On machine learning, the nature of knowledge and intelligence, associations, predictions, and explanations.
1. Noam Chomsky on Machine Learning
Recent advances in machine learning have revived an old criticism: that these systems do not possess genuine knowledge. Noam Chomsky has long voiced doubts of this kind. More recently, he co-authored an essay predicting that machine learning “will degrade our science and debase our ethics by incorporating into our technology a fundamentally flawed conception of language and knowledge.”
Chomsky’s main concern is with the statistical nature of these methods. Machine learning systems operate without explicit programming, instead identifying patterns in data and making predictions based on them. This, Chomsky argues, is not how the human mind works. The human mind is not “a lumbering statistical engine for pattern matching”. It does not seek “to infer brute correlations among data points” but “to create explanations”.
This skepticism follows naturally from Chomsky’s broader intellectual commitments. Referring to Plato’s Meno—where Socrates shows how an uneducated slave can exhibit knowledge of geometric principles with only a few prompts—Chomsky asks: How does a child acquire so much knowledge so rapidly, with so little evidence? Like Immanuel Kant, he recognizes the selectivity that must originate from us against the shower of data to which we are exposed. And like Plato and Kant, his answer to the possibility of knowledge involves something innate to human nature.
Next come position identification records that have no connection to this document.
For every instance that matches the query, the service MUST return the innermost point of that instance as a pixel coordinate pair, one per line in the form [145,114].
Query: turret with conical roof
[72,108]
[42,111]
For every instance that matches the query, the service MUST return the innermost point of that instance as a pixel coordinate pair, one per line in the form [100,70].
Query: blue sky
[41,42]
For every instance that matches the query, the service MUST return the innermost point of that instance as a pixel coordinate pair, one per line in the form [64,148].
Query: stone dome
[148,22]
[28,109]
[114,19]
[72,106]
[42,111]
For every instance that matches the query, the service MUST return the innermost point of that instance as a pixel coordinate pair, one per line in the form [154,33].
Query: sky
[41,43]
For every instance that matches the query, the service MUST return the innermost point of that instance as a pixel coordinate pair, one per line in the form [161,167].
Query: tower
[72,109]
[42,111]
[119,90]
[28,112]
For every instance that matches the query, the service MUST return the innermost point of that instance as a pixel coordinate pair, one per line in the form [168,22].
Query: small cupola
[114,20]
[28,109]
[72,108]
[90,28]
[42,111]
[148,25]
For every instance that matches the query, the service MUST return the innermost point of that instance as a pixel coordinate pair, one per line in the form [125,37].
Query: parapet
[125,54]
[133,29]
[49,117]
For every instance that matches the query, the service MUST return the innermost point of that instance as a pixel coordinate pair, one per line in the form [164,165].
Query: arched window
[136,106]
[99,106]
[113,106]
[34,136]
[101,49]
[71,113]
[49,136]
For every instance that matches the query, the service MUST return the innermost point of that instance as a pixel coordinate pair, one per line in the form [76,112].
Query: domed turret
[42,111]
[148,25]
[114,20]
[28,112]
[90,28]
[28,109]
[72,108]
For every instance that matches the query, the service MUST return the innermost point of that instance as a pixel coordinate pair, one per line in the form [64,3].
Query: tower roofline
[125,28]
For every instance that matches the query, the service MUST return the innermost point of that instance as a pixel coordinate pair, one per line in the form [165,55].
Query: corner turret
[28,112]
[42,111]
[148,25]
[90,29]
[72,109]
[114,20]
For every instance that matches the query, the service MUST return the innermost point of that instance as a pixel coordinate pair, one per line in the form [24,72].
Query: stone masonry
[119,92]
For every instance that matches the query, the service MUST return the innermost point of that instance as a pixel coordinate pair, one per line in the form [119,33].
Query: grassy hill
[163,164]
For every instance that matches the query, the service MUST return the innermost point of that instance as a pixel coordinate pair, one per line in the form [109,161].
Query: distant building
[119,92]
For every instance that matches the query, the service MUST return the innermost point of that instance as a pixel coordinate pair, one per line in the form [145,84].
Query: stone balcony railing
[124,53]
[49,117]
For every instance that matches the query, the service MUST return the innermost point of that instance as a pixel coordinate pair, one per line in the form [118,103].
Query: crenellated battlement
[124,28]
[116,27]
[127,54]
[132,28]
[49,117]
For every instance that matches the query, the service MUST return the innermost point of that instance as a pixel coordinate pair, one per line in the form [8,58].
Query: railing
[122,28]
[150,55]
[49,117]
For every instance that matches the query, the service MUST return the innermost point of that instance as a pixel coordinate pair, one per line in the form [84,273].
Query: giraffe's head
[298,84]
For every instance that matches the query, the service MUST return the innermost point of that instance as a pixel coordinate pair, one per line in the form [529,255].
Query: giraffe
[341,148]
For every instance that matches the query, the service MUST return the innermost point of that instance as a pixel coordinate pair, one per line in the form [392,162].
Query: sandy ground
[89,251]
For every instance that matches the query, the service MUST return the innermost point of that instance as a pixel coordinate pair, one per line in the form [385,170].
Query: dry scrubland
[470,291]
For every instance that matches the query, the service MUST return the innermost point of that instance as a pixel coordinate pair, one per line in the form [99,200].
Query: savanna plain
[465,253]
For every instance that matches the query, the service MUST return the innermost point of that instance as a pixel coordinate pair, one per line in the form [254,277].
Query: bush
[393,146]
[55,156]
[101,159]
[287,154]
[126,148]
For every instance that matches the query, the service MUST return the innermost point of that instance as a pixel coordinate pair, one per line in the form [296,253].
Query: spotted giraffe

Chomsky views the mind as composed of inborn, interacting faculties. Each faculty operates according to distinct, domain-specific rules that produce various mental phenomena.
Language is one such faculty. Chomsky explains it through a framework of principles (invariant rules common to all natural languages) and parameters (options that are set upon exposure to linguistic data, accounting for differences between languages). To use his analogy: Although growth would not occur without eating, it is not the food but the child’s inner nature that determines how growth will occur. Similarly, it is not linguistic data but the child’s biological endowment that determines how language is acquired.
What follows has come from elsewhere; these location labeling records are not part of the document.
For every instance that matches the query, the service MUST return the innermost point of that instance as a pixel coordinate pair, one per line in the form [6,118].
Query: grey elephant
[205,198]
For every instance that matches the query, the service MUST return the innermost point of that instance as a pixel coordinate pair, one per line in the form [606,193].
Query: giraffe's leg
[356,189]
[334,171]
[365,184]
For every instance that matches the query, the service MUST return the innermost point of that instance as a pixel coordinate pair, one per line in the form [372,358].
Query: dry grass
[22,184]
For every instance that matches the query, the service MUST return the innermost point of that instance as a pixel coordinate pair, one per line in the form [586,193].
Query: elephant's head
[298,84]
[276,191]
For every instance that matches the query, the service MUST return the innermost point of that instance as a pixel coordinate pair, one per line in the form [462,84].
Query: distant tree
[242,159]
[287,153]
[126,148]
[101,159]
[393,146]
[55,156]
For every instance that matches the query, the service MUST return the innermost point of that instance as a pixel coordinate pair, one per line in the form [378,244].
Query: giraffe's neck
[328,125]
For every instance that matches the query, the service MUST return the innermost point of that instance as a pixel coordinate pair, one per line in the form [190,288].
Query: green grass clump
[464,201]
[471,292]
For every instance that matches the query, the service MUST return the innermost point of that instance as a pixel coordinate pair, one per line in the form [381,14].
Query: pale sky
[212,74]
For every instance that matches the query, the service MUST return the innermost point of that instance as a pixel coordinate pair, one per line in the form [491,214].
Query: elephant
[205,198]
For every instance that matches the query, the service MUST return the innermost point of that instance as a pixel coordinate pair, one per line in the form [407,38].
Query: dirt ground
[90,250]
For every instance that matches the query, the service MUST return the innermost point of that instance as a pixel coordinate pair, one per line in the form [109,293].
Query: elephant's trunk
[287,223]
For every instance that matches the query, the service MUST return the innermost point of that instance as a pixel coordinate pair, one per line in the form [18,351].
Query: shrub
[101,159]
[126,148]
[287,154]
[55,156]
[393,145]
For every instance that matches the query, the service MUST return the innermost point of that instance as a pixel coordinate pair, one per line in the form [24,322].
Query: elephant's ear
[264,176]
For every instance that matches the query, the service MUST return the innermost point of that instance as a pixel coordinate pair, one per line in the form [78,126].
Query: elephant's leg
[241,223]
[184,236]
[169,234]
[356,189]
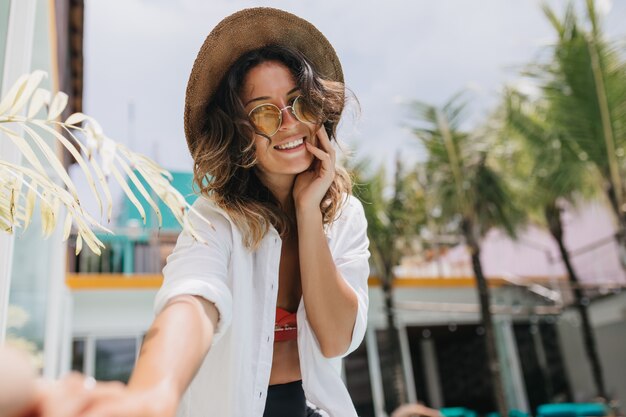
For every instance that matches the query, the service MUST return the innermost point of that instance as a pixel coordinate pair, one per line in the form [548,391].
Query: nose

Opposed to this nativist conception of knowledge and language is the kind of empiricism which denies innate rules for knowledge. Where Chomsky sees the mind as directed by inner principles that selectively use data as part of a fixed developmental program, empiricists see it as forming associations based on experience. Without rigid inner procedures to impose structure, experience plays a far more determining role. Chomsky criticizes this approach for treating the mind differently than we treat other bodily systems—all of which we assume have innate structures.
An approach focused solely on associations from observed data, Chomsky argues, would fail to discover the underlying principles from which certain outcomes—and only those outcomes—follow. He sees scientific inquiry as the pursuit of such principles and emphasizes abstraction and idealization, as with thought experiments:
More generally in the sciences, for millennia, conclusions have been reached by experiments–often thought experiments–each a radical abstraction from phenomena. Experiments are theory-driven, seeking to discard the innumerable irrelevant factors that enter into observed phenomena ... the basic distinction goes back to Aristotle’s distinction between possession of knowledge and use of knowledge. The former is the central object of study.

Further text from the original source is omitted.